1. Keep a list of emergency contacts handy so that you can easily call someone if you need help. Also, phone or reach out to a friend and connect to people face to face when you can even if it’s not an emergency. We all need each other.
Grounding technique: keep a small, safe object handy for when you need to feel grounded. This could be something like a pebble or stone, something that won’t break easily, or perhaps some children’s ‘putty’ / play-dough that you can squeeze, or anything you think will help to ground you. Make sure that you can’t hurt yourself on it, that it doesn’t have sharp edges, won’t break if you hold or squeeze it, and that makes you feel calm when you hold it as a grounding object.
If you feel like you are experiencing anxiety, panic, dissociation, dizziness, confusion, intrusive thoughts or mental and emotional distress, use this object to help you ground yourself.

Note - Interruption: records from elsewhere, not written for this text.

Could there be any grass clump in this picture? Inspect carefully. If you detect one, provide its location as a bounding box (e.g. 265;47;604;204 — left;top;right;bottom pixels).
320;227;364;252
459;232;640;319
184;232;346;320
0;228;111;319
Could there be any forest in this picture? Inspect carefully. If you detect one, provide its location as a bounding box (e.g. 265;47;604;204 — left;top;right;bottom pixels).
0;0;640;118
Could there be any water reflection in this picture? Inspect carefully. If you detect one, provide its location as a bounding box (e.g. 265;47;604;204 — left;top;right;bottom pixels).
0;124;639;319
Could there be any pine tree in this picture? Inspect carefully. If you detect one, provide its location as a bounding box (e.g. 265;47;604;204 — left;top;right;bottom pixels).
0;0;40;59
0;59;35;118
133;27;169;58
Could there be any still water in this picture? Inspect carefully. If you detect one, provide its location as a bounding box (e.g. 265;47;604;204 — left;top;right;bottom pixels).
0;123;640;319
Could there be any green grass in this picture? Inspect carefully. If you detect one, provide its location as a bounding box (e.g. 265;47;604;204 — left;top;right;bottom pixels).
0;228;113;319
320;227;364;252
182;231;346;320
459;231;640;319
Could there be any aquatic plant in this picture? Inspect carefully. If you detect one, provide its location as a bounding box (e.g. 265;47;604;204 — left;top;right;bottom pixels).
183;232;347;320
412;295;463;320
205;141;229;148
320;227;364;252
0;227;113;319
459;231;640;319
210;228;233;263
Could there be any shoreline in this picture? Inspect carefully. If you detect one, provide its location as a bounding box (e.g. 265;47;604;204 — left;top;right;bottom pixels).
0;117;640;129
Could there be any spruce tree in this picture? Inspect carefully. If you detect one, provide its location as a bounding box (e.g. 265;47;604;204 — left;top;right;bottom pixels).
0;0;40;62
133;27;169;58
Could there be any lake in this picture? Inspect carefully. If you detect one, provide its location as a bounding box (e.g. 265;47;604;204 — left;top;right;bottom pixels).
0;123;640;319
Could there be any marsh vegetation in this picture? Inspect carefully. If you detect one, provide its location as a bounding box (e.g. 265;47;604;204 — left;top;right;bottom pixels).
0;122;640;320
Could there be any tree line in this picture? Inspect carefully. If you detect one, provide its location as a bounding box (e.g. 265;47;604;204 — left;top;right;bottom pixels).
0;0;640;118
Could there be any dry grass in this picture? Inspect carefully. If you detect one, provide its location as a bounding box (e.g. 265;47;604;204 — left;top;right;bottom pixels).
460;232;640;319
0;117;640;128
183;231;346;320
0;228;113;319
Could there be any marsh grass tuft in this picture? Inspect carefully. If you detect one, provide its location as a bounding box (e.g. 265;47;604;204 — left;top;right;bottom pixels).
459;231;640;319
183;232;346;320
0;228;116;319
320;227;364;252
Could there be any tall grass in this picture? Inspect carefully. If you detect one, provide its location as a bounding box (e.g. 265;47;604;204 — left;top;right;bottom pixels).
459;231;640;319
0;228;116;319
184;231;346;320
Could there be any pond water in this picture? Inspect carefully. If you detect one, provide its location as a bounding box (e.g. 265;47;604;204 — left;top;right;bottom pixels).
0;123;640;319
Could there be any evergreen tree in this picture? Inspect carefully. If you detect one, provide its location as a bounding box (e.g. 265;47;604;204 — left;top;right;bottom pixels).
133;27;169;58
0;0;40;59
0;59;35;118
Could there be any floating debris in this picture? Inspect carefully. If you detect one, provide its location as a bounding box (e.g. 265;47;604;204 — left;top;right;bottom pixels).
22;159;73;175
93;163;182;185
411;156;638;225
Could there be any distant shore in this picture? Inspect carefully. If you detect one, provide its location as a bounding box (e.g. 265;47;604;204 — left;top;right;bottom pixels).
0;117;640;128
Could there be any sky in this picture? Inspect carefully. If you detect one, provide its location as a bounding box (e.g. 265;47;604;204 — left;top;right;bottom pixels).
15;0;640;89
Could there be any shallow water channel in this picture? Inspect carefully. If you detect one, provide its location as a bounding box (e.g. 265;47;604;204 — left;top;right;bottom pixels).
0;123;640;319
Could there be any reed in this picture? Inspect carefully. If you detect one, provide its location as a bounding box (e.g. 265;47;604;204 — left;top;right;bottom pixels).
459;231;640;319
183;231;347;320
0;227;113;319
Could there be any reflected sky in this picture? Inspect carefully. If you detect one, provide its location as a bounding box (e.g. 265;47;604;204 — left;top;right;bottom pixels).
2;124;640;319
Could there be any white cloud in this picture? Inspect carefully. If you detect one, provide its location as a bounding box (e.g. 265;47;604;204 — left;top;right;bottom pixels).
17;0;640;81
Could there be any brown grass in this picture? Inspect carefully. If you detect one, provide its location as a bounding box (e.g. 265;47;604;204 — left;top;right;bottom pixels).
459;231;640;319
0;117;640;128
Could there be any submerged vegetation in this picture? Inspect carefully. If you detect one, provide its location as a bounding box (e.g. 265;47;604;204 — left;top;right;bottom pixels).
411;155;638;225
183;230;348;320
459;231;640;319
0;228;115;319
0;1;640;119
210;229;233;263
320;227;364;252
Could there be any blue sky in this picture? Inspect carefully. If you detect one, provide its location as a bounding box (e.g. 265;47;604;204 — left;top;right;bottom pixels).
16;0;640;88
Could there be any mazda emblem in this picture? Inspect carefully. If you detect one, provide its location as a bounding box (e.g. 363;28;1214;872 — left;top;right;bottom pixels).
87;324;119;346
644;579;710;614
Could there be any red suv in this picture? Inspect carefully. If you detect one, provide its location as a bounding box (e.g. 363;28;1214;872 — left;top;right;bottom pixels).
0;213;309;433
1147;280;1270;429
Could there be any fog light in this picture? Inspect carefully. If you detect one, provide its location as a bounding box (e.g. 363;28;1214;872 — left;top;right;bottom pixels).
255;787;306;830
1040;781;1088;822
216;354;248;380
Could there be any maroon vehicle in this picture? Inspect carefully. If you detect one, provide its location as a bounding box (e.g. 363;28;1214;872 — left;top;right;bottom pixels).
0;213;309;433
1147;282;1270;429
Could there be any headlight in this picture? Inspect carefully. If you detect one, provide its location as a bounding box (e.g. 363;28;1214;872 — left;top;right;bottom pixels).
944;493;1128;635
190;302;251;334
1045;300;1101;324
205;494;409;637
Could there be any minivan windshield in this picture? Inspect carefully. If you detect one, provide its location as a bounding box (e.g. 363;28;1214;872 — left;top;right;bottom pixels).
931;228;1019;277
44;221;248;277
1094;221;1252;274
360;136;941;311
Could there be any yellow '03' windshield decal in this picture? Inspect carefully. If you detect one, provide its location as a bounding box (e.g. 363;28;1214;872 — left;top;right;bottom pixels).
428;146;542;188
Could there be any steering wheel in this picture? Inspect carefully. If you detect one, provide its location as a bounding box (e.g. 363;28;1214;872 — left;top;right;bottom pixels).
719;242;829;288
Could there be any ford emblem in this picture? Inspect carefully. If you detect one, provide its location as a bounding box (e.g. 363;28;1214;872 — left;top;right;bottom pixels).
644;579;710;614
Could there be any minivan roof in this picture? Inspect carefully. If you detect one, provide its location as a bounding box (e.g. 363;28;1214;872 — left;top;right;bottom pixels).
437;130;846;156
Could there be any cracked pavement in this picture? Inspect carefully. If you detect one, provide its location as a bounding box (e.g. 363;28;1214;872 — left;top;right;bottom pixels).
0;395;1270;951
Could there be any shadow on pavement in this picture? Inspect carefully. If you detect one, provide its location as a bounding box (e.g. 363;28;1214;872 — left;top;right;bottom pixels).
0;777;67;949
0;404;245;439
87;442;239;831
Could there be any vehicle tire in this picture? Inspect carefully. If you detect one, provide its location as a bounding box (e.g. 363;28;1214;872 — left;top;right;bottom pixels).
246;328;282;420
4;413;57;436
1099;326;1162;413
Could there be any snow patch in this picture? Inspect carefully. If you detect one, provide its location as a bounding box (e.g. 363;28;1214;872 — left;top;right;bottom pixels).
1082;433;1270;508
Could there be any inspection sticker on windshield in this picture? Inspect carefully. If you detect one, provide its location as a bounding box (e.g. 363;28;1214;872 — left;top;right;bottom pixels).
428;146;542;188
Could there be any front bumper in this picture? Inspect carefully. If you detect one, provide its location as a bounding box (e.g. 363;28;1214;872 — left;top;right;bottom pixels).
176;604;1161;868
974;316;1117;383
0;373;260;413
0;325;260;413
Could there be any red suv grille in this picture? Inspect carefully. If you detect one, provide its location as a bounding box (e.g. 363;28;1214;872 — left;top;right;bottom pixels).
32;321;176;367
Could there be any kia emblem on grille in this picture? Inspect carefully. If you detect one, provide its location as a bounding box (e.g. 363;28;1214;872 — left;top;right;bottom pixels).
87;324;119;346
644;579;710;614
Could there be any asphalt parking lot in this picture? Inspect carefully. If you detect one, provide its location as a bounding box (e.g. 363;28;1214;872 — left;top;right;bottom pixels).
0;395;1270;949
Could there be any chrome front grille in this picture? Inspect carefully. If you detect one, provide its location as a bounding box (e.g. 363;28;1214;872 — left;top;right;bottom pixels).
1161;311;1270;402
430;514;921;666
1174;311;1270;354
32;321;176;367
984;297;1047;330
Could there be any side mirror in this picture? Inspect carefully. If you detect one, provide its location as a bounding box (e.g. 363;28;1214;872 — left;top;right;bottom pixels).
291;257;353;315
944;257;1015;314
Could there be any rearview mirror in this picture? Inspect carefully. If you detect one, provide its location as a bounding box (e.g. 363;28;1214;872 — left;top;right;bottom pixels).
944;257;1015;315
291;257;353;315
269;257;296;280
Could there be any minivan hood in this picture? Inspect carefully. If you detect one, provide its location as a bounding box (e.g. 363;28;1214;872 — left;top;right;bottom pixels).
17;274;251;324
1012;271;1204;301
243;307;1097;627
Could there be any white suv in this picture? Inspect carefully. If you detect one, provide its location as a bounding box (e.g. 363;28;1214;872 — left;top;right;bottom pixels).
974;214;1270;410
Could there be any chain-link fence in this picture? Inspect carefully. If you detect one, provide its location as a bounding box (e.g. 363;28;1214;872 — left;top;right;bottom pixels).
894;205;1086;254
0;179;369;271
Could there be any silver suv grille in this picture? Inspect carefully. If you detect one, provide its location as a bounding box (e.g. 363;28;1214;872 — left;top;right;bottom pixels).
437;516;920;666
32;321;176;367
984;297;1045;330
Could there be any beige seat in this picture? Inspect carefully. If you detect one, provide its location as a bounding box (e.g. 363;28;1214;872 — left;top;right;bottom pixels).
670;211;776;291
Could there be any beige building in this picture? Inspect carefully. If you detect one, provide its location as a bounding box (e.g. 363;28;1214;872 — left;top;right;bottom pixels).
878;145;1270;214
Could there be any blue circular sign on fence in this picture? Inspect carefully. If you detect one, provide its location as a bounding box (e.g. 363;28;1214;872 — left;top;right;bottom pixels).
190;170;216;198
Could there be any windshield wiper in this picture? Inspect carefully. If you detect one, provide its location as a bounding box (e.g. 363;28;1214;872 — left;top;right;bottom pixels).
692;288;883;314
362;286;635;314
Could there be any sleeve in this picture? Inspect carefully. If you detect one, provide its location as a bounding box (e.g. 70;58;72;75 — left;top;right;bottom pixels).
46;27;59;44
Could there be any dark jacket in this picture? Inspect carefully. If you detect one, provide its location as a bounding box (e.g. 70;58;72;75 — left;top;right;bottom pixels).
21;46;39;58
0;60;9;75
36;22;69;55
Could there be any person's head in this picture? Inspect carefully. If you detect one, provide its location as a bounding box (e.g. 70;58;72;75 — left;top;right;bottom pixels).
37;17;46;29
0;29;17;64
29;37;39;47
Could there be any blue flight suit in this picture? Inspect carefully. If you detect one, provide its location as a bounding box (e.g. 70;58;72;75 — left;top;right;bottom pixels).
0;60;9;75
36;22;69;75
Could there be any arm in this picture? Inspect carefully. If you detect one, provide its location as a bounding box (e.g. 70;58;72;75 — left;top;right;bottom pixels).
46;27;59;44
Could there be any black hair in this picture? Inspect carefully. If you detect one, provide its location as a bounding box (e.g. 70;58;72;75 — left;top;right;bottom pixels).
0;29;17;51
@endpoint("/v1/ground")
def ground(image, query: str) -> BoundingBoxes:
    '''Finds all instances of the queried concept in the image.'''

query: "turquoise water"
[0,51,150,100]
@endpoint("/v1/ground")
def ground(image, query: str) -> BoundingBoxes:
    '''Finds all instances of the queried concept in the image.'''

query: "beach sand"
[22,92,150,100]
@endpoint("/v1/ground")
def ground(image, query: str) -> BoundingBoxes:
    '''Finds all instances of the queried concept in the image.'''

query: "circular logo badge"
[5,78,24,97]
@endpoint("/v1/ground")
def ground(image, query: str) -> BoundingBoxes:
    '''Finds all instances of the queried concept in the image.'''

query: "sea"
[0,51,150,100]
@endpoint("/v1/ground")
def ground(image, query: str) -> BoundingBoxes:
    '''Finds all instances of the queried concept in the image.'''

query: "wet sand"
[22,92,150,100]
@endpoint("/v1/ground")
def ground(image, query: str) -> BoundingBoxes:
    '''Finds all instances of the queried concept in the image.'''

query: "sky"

Focus on how it feels to touch, what it looks like, observe it, the way the light touches it, its texture and so forth and focus intently on this safe object while calming your breathing. Keep it in your pocket or take it with you so that you can use this to help you when you need it. The good thing about a small object like this is that other people most likely will not even notice it in case you are worried about that.
Also, you can try the ‘5, 4, 3, 2, 1’ method as a grounding technique where you focus on being aware of your five senses. Notice 5 things you can see, 4 things you can hear, 3 things you can touch, 2 things you can smell, and 1 thing you can taste.